Ika Natassa sendiri udah lama berkecimpung di dunia sastra Indonesia dan dikenal lewat karya-karya seperti 'Critical Eleven' dan 'Twivortiare'. Yang bikin 'Aku Bukan Cinderella' unik adalah cara dia mencampur humor, drama, dan chemistry antar tokoh utama tanpa terkesan dipaksakan. Aku pribadi suka banget sama dinamika hubungan dalam ceritanya yang nggak melulu tentang cinta instan, tapi juga proses saling memahami.
Kalau kamu baru mulai eksplor novel Indonesia, karyanya Ika Natassa bisa jadi pintu masuk yang asik. 'Aku Bukan Cinderella' terutama cocok buat yang suka cerita tentang perempuan mandiri dan hubungan yang berkembang secara organik. Plus, setting kantor dan kehidupan profesionalnya itu bener-bener ngegambarin dinamika anak muda jaman sekarang.

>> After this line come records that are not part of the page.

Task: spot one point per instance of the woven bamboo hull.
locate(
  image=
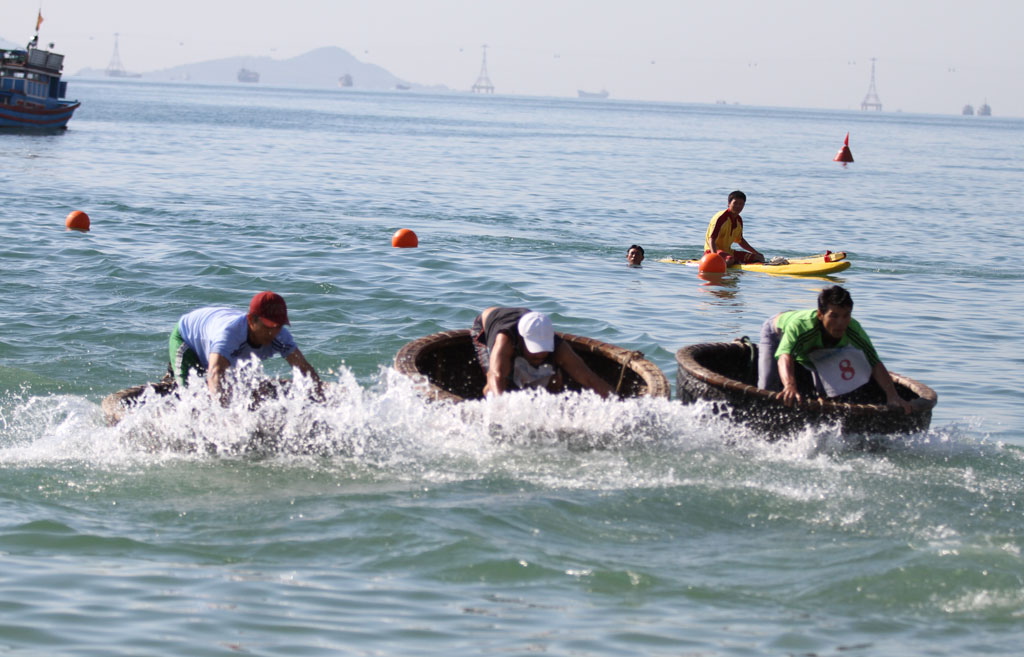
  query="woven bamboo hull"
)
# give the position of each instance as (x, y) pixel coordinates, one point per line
(446, 362)
(726, 374)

Yang bikin aku semakin respect sama Ika Natassa adalah konsistensinya dalam menulis cerita romantis tanpa terjebak cliché. Karakter utamanya selalu punya depth, dan konfliknya nggak melulu tentang cinta segitiga atau miskomunikasi klise. Di 'Aku Bukan Cinderella', misalnya, ada banyak momen dimana protagonisnya menunjukkan growth pribadi di luar hubungan romantisnya.

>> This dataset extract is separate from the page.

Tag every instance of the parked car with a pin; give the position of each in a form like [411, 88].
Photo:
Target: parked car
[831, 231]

Buat yang penasaran sama gaya tulisan Ika Natassa, aku sarankan baca langsung 'Aku Bukan Cinderella' atau cek wawancara-wawancaranya di media. Cara dia ngobrolin proses kreatif dan inspirasi dibalik karakter-karakternya itu bikin makin apreasiasi karyanya. Serius deh, jarang nemu penulis lokal yang bisa bikin romansa urban seenak ini!